Il messaggio del Papa
“è artista di altissimo valore universale che ha ancora tanto da dire e da donare" a quanti sono desiserosi di proseguire la via della "autentica conoscenza". Lo ha sottolineato Papa Francesco nel suo messaggio di saluto, letto nell'Aula del Senato dal presidente del pontificio consiglio della cultura, Cardinale Gianfranco Ravasi. Un messaggio accolto da un grande appaluso dei presenti. In Aula il capo dello Stato, Sergio Mattarella, il ministro per i beni culturali Dario Franceschini. Dante e' "profeta di speranza, annunciatore della possibilita' di riscatto di ogni uomo e donna". Possiamo, dunque, "arricchirci della sua esperienza per attraversare le tante selve oscure disseminate sulla nostra terra", ha anche scritto il Papa nel suo messaggio (Agi, 4 maggio).

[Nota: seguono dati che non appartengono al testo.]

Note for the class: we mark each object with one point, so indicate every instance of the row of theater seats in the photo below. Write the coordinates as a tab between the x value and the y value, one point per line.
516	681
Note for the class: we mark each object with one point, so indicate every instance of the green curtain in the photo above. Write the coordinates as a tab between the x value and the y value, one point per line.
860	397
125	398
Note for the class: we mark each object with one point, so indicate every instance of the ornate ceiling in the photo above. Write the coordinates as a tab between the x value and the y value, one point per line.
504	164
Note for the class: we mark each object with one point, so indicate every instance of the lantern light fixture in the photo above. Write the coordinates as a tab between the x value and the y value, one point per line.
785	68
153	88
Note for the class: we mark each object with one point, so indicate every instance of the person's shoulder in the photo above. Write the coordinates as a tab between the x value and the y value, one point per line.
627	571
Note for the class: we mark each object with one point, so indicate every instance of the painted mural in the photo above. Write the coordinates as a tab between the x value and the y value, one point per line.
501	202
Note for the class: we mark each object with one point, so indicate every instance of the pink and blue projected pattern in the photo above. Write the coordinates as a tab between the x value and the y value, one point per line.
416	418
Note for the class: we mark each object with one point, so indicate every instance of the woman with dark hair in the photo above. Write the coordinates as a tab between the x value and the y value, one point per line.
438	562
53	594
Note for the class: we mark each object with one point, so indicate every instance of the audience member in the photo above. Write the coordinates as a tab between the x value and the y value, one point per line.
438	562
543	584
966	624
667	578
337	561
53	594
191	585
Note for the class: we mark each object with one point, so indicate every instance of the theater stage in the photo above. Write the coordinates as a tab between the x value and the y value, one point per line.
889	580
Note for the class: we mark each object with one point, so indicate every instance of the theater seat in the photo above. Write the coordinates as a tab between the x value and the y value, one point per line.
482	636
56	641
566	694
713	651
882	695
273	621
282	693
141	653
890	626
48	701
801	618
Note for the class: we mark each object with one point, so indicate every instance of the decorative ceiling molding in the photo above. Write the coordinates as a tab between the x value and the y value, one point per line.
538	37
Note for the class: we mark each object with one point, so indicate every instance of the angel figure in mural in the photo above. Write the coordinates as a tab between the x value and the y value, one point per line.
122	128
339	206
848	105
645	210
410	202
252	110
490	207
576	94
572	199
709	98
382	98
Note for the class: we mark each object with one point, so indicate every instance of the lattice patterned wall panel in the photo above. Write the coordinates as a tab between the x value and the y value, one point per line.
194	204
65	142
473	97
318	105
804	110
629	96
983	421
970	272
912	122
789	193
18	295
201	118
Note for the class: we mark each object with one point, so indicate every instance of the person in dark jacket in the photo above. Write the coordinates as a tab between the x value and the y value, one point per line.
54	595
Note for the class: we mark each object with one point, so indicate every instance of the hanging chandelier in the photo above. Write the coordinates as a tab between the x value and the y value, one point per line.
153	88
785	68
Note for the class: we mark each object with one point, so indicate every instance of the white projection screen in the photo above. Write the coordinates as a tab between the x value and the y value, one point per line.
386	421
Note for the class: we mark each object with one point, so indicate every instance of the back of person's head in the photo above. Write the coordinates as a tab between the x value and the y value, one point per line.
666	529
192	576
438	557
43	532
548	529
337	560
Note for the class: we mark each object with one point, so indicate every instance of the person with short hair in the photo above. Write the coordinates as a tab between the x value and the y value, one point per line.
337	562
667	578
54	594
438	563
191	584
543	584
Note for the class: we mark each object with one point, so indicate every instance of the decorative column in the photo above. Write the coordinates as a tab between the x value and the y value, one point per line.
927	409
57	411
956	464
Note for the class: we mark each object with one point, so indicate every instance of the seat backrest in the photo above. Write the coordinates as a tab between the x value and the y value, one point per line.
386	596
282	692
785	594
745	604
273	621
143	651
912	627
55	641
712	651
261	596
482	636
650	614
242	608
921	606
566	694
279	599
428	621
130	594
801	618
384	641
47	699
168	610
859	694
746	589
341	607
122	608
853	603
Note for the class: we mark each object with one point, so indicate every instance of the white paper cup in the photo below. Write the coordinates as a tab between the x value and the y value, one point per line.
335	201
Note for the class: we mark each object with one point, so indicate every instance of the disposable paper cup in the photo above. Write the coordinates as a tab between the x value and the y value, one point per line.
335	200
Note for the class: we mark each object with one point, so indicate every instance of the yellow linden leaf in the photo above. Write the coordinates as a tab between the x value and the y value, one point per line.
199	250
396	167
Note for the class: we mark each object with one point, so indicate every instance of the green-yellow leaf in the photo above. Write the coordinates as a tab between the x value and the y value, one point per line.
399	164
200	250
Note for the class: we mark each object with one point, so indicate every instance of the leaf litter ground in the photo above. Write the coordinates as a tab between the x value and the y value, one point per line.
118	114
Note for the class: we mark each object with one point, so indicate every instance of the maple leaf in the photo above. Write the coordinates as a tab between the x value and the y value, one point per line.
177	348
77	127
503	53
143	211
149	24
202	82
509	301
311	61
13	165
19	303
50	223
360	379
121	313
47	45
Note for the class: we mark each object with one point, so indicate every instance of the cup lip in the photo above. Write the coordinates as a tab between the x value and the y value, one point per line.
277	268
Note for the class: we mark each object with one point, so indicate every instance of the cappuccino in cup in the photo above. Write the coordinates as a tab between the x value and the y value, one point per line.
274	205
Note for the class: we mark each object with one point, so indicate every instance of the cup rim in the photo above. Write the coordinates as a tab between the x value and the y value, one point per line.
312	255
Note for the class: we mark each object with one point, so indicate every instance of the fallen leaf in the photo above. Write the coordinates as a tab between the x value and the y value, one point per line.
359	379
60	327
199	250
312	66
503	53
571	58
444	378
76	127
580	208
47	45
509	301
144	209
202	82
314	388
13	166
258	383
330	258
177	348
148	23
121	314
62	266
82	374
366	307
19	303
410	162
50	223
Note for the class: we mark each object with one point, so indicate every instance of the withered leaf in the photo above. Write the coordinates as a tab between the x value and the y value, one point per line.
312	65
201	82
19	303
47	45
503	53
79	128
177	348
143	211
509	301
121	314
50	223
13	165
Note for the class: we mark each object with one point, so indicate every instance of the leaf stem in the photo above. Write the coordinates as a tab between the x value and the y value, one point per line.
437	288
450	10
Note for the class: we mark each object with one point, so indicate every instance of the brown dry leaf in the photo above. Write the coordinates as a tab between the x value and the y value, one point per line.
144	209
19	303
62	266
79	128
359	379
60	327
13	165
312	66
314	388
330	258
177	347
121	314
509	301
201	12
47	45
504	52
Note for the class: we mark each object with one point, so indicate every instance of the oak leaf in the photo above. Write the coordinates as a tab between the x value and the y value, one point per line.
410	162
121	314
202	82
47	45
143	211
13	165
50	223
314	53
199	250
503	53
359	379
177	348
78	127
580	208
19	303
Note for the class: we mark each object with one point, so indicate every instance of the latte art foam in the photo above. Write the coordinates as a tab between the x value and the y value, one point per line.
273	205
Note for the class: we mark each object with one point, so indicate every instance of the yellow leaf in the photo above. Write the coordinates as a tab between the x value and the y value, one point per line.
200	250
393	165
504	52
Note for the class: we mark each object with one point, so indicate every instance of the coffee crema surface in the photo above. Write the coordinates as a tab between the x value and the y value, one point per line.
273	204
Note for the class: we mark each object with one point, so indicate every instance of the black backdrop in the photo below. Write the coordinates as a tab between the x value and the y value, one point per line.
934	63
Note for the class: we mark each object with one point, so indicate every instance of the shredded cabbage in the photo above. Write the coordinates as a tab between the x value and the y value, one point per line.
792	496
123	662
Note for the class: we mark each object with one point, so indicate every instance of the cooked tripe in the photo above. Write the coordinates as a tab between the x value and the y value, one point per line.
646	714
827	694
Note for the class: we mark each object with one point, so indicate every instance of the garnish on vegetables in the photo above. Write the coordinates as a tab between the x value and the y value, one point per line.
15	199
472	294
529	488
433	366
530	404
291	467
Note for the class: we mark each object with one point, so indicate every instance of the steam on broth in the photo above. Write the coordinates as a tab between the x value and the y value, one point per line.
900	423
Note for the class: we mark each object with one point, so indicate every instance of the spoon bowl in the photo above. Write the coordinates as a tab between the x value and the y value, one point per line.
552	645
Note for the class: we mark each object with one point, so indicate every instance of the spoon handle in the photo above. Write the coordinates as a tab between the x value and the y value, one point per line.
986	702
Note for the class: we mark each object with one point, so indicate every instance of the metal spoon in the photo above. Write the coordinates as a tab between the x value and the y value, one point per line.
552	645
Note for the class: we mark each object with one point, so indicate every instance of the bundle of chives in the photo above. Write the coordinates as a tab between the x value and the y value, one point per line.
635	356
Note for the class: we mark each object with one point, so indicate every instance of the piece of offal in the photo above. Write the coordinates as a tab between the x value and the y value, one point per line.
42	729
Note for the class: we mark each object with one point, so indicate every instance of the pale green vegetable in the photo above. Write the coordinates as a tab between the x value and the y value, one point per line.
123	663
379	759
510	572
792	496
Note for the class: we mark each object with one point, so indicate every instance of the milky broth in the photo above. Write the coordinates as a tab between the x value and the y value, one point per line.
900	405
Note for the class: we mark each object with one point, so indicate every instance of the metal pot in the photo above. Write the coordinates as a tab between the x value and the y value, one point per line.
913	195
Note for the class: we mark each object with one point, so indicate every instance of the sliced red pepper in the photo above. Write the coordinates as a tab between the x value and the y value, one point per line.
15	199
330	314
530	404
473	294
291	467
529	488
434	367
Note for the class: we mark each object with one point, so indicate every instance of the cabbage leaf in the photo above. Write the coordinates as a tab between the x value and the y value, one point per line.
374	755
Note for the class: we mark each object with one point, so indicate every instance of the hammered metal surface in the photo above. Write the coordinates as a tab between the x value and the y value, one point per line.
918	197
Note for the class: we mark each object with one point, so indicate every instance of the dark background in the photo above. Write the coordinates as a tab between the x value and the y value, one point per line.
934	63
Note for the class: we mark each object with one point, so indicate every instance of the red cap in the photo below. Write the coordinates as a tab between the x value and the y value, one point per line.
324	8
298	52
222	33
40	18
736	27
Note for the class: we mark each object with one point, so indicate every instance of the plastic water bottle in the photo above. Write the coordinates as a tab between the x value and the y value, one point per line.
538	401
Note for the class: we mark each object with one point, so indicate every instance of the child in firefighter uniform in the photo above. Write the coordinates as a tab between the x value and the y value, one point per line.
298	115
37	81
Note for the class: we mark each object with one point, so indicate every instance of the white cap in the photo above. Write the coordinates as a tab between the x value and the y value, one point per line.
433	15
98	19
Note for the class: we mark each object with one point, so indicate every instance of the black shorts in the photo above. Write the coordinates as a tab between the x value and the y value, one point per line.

«La Commedia – osserva Bergoglio – può essere letta infatti come un grande itinerario, anzi come un vero pellegrinaggio, sia personale e interiore, sia comunitario, ecclesiale, sociale e storico. Essa rappresenta il paradigma di ogni autentico viaggio in cui l'umanità è chiamata a lasciare quella che Dante definisce “l'aiuola che ci fa tanto feroci”, per giungere a una nuova condizione, segnata dall'armonia, dalla pace, dalla felicità». «È questo l'orizzonte di ogni autentico umanesimo», sottolinea Papa Bergoglio ricordando nell'occasione le attestazioni dei suoi predecessori riguardo «alla sua grandezza non solo artistica ma anche teologica e culturale: Benedetto XV – elenca il Pontefice nella lettera indirizzata a Ravasi – dedicò al sesto centenario della morte, l'enciclica “In praeclara summorum”, datata 30 aprile 1921» per evidenziare «l'intima unione di Dante con la Cattedra di Pietro» e sottolineare «la prodigiosa vastità e acutezza del suo ingegno»; anche il beato Paolo VI, poi, «ebbe particolarmente a cuore la figura e l'opera di Dante, a cui dedicò la bellissima Lettera Apostolica “Altissimi cantus”, in cui con l'espressione “Dante è nostro” rivendicava l'appartenenza dell'Alighieri alla fede cattolica e che “il fine della Commedia è primariamente pratico e trasformante: dal disordine alla saggezza, dal peccato alla santità, dalla miseria alla felicità, dalla contemplazione terrificante dell'inferno a quella beatificante del paradiso”»; «Anche san Giovanni Paolo II e Benedetto XVI – ricorda Francesco – si sono spesso riferiti alle opere del Sommo Poeta e lo hanno più volte citato». «E – conclude Bergoglio citando la sua «Lumen fidei» – ho scelto anch'io di attingere a quell'immenso patrimonio di immagini, di simboli, di valori costituito dall'opera dantesca: per descrivere la luce della fede, luce da riscoprire e recuperare affinché illumini tutta l'esistenza umana, mi sono basato proprio sulle suggestive parole del Poeta, che la rappresenta come “favilla, / che si dilata in fiamma poi vivace / e come stella in cielo in me scintilla”» (Vatican Insider, 4 maggio).